Figure 5 is an example of how the similarity scores leading up to the overall similarity presented in Figure 4. Each row of charts represents a comparison of a case from the case base to a query. The first row is the most similar case (highest ranked), followed by the second and third. The three charts are build the same way with the y-axis showing the attributes and the bars the similarity. The left row shows the weighted similarity score, the middle the similarity scores from each local similarity measure and the third chart shows the weights.

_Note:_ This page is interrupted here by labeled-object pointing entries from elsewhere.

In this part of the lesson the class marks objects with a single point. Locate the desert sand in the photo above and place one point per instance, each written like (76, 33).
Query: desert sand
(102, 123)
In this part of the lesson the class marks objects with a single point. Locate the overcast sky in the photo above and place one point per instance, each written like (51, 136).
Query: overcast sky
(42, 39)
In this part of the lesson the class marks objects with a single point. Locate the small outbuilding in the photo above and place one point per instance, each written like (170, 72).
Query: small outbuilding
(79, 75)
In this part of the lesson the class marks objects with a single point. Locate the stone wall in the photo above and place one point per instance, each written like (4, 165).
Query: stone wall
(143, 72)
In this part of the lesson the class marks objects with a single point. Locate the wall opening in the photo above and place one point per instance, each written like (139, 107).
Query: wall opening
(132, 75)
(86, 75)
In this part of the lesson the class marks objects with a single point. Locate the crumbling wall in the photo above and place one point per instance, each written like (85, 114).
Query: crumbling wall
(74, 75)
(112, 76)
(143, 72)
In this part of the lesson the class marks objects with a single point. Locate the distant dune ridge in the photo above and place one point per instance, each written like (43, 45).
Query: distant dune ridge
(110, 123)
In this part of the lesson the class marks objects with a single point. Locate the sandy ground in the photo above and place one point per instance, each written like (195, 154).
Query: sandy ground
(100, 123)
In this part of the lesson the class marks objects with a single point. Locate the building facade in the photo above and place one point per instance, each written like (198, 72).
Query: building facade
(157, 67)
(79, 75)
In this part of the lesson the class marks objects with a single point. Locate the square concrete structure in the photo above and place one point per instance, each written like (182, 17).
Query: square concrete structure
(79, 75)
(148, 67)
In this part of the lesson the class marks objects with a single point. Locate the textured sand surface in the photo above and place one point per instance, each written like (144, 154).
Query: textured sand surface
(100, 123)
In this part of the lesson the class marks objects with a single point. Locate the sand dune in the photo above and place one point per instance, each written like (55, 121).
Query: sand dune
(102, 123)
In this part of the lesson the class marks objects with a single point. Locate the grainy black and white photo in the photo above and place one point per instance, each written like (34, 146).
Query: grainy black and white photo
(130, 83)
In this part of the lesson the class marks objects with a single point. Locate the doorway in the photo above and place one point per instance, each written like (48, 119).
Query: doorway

In the particular example given, one can see that the second and third case which have a similarity score of $0.62$ and $0.60$ respectively reach that score through different attributes. For the second case mostly the glucose levels are matching while for the third a lower glucose, but higher BMI. Such insights are certainly important for the development phase of the CBR system.

In this paper we presented on similarity measures can be explained during the development process of CBR systems. As our work is mainly carried out in interdisciplinary teams, the current transparency was not explanatory enough. Therefore we found visualisations that help to understand the retrieval and can be tested using the CBR engine. All visualizations presented have been implemented using the myCBR Rest API and python, matplotlib and seaborn for data handling and visualization.

The next steps are to expand the visualizations towards the adaptation and case based evolution to gain better understanding when and how a CBR system is learning. With growing case bases, visualizing footprint cases and their provenance in the case base will also be in our focus.